WW: Days with TG > 75th percentile of daily mean temperature and RR >75th percentile of daily precipitation sum (warm/wet days). Source: ECA&D, Algorithm Theoretical Basis Document (ATBD) v11.

Parameters:
  • in_files (str | list[str] | Dataset | DataArray | InputDictionary) – Absolute path(s) to NetCDF dataset(s), including OPeNDAP URLs, or path to zarr store, or xarray.Dataset or xarray.DataArray.

  • var_name (str | list[str] | None) – optional Target variable name to process corresponding to in_files. If None (default) on ECA&D index, the variable is guessed based on the climate index wanted. Mandatory for a user index.

  • slice_mode (FrequencyLike | Frequency) – Type of temporal aggregation: The possibles values are {"year", "month", "DJF", "MAM", "JJA", "SON", "ONDJFM" or "AMJJAS", ("season", [1,2,3]), ("month", [1,2,3,])} (where season and month lists can be customized) or any valid pandas frequency. A season can also be defined between two exact dates: ("season", ("19 july", "14 august")). Default is “year”. See slice_mode for details.

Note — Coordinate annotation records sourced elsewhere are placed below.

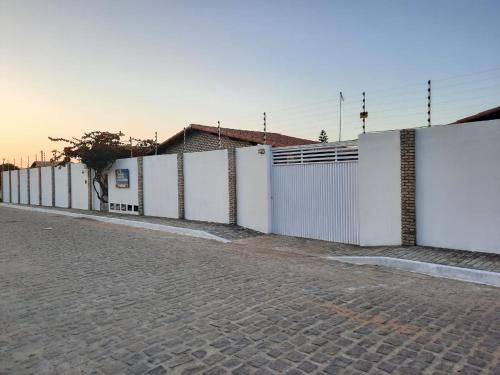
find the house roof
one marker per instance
(40, 163)
(489, 114)
(273, 139)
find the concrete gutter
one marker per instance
(432, 269)
(130, 223)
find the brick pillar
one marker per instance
(89, 191)
(40, 186)
(69, 184)
(180, 184)
(28, 178)
(408, 215)
(53, 177)
(18, 186)
(10, 186)
(231, 171)
(140, 184)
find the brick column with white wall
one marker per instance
(231, 170)
(140, 184)
(180, 185)
(408, 214)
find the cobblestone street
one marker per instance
(84, 297)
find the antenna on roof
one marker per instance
(341, 99)
(265, 134)
(218, 129)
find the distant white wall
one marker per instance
(5, 187)
(34, 192)
(124, 197)
(206, 191)
(458, 186)
(379, 189)
(253, 188)
(79, 187)
(61, 186)
(14, 186)
(23, 183)
(46, 186)
(160, 186)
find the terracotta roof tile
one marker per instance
(256, 137)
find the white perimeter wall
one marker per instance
(79, 187)
(253, 188)
(61, 186)
(23, 183)
(34, 187)
(160, 186)
(46, 186)
(5, 187)
(379, 189)
(14, 186)
(458, 186)
(206, 195)
(124, 196)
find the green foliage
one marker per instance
(98, 151)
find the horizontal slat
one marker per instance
(319, 153)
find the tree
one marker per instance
(98, 151)
(323, 137)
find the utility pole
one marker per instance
(341, 99)
(429, 103)
(218, 128)
(265, 134)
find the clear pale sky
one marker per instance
(143, 66)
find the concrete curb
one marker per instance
(130, 223)
(432, 269)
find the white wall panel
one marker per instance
(160, 186)
(61, 186)
(125, 197)
(318, 200)
(79, 187)
(34, 188)
(458, 186)
(206, 191)
(23, 185)
(5, 187)
(253, 184)
(46, 186)
(14, 186)
(380, 188)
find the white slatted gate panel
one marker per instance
(315, 192)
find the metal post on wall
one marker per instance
(156, 143)
(265, 134)
(364, 114)
(429, 103)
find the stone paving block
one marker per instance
(100, 298)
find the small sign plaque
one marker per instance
(122, 178)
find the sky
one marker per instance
(67, 67)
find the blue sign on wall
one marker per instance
(122, 178)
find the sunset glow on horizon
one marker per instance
(138, 67)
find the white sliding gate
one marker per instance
(315, 192)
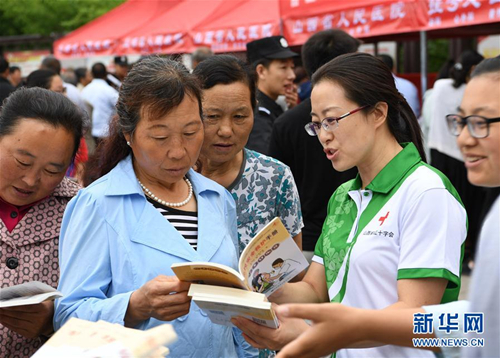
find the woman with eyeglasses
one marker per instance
(393, 236)
(444, 152)
(336, 326)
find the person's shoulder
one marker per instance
(297, 116)
(262, 160)
(202, 183)
(425, 178)
(443, 84)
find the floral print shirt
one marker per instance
(263, 190)
(30, 253)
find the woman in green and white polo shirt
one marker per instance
(393, 236)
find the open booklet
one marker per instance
(269, 261)
(28, 293)
(84, 339)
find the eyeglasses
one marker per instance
(478, 126)
(329, 124)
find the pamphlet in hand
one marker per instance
(269, 261)
(84, 339)
(28, 293)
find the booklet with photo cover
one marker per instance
(85, 339)
(28, 293)
(269, 261)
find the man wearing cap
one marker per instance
(121, 70)
(272, 61)
(289, 143)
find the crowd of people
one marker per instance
(108, 181)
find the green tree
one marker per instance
(45, 17)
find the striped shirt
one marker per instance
(185, 222)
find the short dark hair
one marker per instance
(366, 81)
(43, 105)
(461, 71)
(4, 64)
(51, 63)
(155, 86)
(324, 46)
(40, 78)
(389, 62)
(487, 66)
(80, 73)
(13, 69)
(226, 69)
(99, 70)
(201, 54)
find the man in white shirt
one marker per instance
(102, 98)
(52, 63)
(405, 87)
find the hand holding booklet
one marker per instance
(28, 293)
(269, 261)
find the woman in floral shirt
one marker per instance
(40, 132)
(262, 187)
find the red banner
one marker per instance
(361, 19)
(240, 22)
(442, 14)
(179, 26)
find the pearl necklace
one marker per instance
(166, 203)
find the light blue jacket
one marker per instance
(113, 241)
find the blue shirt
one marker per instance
(113, 241)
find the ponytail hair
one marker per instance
(154, 87)
(367, 80)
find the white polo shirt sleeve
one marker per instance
(432, 232)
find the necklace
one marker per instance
(166, 203)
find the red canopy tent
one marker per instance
(179, 26)
(168, 32)
(236, 23)
(389, 19)
(103, 35)
(360, 18)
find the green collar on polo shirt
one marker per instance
(393, 172)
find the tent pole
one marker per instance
(423, 61)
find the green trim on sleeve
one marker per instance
(452, 289)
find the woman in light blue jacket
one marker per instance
(145, 210)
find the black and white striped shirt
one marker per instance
(185, 222)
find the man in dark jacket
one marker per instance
(313, 173)
(272, 61)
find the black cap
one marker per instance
(274, 47)
(121, 60)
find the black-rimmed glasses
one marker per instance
(329, 124)
(478, 126)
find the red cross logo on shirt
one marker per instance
(382, 218)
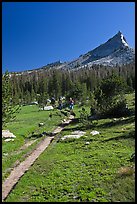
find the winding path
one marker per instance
(19, 171)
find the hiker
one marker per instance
(71, 104)
(60, 106)
(53, 102)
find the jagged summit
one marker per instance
(115, 51)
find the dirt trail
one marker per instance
(19, 171)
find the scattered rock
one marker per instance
(7, 140)
(47, 108)
(7, 134)
(41, 124)
(78, 132)
(71, 136)
(87, 143)
(94, 132)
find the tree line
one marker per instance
(78, 84)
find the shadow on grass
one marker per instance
(80, 126)
(117, 122)
(130, 134)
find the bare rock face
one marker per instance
(115, 51)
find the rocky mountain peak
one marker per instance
(119, 38)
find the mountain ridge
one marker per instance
(115, 51)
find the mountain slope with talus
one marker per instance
(115, 51)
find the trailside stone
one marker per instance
(94, 132)
(7, 134)
(78, 132)
(8, 140)
(71, 136)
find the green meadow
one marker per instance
(93, 168)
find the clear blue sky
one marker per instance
(37, 33)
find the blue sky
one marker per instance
(37, 33)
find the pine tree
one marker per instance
(9, 110)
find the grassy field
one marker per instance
(27, 121)
(74, 171)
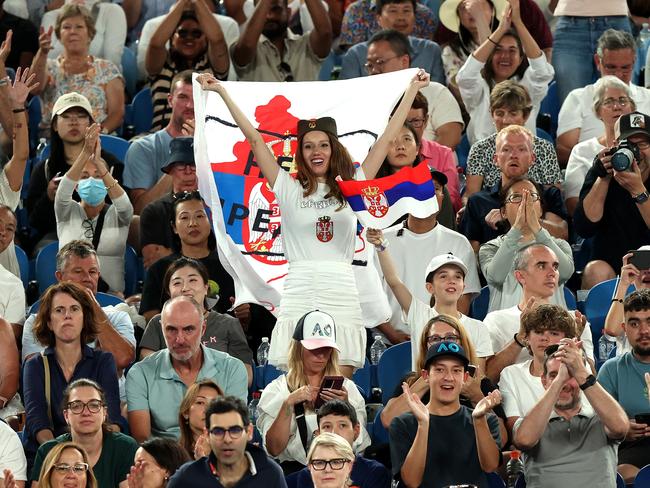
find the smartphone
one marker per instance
(642, 418)
(329, 382)
(640, 259)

  • time_range (list[datetime.datetime ] | list[str] | tuple[str, str] | None) – optional Temporal range: upper and lower bounds for temporal subsetting. If None, whole period of input files will be processed. The dates can either be given as instance of datetime.datetime or as string values. For strings, many format are accepted. Default is None.

  • out_file (str | None) – Output NetCDF file name (default: “icclim_out.nc” in the current directory). Default is “icclim_out.nc”. If the input in_files is a Dataset, out_file field is ignored. Use the function returned value instead to retrieve the computed value. If out_file already exists, icclim will overwrite it!

  • base_period_time_range (list[datetime.datetime ] | list[str] | tuple[str, str] | None) – optional Temporal range of the reference period. The dates can either be given as instance of datetime.datetime or as string values. It is used either: #. to compute percentiles if threshold is filled. When missing, the studied period is used to compute percentiles. The study period is either the dataset filtered by time_range or the whole dataset if time_range is missing. For day of year percentiles (doy_per), on extreme percentiles the overlapping period between base_period_time_range and the study period is bootstrapped. #. to compute a reference period for indices such as difference_of_mean (a.k.a anomaly) if a single variable is given in input.

  • only_leap_years (bool) – optional Option for February 29th (default: False).

  • ignore_Feb29th (bool) – optional Ignoring or not February 29th (default: False).

  • interpolation (str | QuantileInterpolation | None) – optional Interpolation method to compute percentile values: {"linear", "median_unbiased"} Default is “median_unbiased”, a.k.a type 8 or method 8. Ignored for non percentile based indices.

  • netcdf_version (str | NetcdfVersion) – optional NetCDF version to create (default: “NETCDF3_CLASSIC”).

  • save_thresholds (bool) – optional True if the thresholds should be saved within the resulting netcdf file (default: False).

  • date_event (bool) – When True the date of the event (such as when a maximum is reached) will be stored in coordinates variables. warning This option may significantly slow down computation.

  • logs_verbosity (str | Verbosity) – optional Configure how verbose icclim is. Possible values: {"LOW", "HIGH", "SILENT"} (default: “LOW”)

Notes

This function has been auto-generated.